In Goa, on the other hand, the fall in fresh catch during the rainy season means a rise in demand for dried fish – prawns, mackerels, shark fish, a variety of small fishes – that go into curries and relishes. A particularly favourite rainy-day treat is kismur, a muddled mix of dried fish, fresh grated coconut, kokum, tamarind and spices, preferable made with either sungta or large prawns, or golmo, tiny prawns.
“In Konkani kitchens we also make patholi, sweet rice dumplings stuffed with coconut and jaggery and steamed in fragrant turmeric leaves that grow in abundance during the monsoon months” said Sequeira. Turmeric leaves also make their way into other Konkan specialties like the kheeri, a rice pudding of sorts cooked with coconut milk and turmeric leaves.
Interestingly, further south, the Malabar Coast is famous for the coveted specialty coffee – the Monsoon Malabar. Harvested coffee beans are exposed to moisture-laden monsoon air for six weeks. The beans swell up, lose some of their acidity and acquire their signature mellow notes.
Festive flavours
The monsoon months are full of festivals and celebrations, each with their own special celebratory or ritualistic food.
“Among Mangalorean Catholics, a coconut-based curry made with green amaranth stalks, Colocasia stems and hog plums, called Alun Dento, is a seasonal specialty,” said Sequeira. “It is cooked for the feast of the Birth of Virgin Mary, which falls on September 8.”
In Tamil Nadu, Adi Perukku falls on the 18th day of the Tamil month of Adi (July-August) and involves the ritual worship of heaving water bodies. A typical Adi Perukku feast packs in a variety of sweet and savoury rice dishes like coconut rice, tamarind rice, pepper rice, lemon rice and sweet pongal, in addition to the ritualistic offering of kapparisi, a dish made with hand-pounded rice and gooey jaggery, perked up with sesame seeds and nuts. Teej celebrations in Rajasthan are incomplete without Ghevar and Sattu, a sweet dish made with chana dal and loads of dry fruits and nuts.
In Bengal, Janmashtami or Lord Krishna’s birthday is synonymous with the fragrant fritters made by extracting the pulp of Palmyra palm fruit that ripens during monsoon. Fortified with freshly grated coconut, semolina and a dash of rice flour for a crisp finish, the Taal Phuluri or Taal’er bora is a seasonal favourite.

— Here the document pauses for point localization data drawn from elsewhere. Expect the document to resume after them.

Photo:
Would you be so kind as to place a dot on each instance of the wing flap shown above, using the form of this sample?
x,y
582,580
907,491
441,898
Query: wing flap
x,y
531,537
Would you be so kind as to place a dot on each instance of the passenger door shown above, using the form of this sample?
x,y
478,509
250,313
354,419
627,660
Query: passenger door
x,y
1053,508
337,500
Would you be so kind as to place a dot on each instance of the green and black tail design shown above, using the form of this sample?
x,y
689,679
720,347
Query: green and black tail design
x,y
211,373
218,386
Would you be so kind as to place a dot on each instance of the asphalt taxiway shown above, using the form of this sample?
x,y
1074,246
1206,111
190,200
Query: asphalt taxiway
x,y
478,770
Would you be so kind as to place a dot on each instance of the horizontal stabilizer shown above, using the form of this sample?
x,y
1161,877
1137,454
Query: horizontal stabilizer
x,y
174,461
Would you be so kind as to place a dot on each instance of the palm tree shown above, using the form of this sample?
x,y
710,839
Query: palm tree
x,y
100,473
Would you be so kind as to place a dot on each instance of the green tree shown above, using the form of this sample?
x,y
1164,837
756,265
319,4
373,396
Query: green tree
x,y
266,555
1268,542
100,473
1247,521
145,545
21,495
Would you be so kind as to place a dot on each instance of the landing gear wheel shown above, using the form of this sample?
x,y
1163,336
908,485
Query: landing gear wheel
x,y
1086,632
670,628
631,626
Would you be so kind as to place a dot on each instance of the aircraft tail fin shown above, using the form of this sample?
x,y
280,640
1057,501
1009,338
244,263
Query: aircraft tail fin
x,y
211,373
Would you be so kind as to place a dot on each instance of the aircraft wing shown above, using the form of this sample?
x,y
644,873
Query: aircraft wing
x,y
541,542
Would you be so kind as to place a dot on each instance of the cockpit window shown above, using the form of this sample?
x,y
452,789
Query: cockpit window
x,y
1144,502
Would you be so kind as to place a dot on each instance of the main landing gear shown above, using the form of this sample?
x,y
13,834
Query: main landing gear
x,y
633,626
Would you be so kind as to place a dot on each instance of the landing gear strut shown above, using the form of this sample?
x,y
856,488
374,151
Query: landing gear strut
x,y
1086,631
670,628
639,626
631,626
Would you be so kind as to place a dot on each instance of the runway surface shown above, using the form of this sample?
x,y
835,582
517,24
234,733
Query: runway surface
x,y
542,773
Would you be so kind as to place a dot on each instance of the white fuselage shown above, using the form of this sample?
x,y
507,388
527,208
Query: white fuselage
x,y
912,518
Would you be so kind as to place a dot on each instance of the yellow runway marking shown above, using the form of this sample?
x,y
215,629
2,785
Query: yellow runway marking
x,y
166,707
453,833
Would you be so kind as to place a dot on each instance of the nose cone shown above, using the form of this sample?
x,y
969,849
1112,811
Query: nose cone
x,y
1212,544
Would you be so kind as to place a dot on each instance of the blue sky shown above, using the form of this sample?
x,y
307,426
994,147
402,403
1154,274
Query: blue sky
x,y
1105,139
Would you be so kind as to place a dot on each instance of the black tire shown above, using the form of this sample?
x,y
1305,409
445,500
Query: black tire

Many Bengali homes celebrate another curious monsoon festival, the Ranna Pujo which translates as the worship of cooking, in the month of Bhadra (mid-September). A folk festival with tribal roots, Ranna Puja is observed to appease the snake goddess Manasa and seek protection from snakes during the wet, rainy season. On this day the hearth is not lit, and no food is cooked in the household observing the ritual.
A massive ritualistic spread comprising panta bhaat (cooked rice left to ferment in water overnight), fried vegetables, yellow pigeon peas cooked with elephant apples, curried ash gourd and fried Hilsa is prepared the previous night and eaten cold the next day after being offered to the snake deity.
The highlight of the monsoon calendar in culinary terms is the Onam Sadhya – the massive spread served on the last day of the eponymous harvest festival of Kerala. The exhaustive range of traditional dishes beautifully showcases seasonal ingredients like yam, ash gourd, pumpkin, pineapple and bitter gourd in the form of stir fries, sambhar, rasam, coconut or yoghurt based curries and a lot more.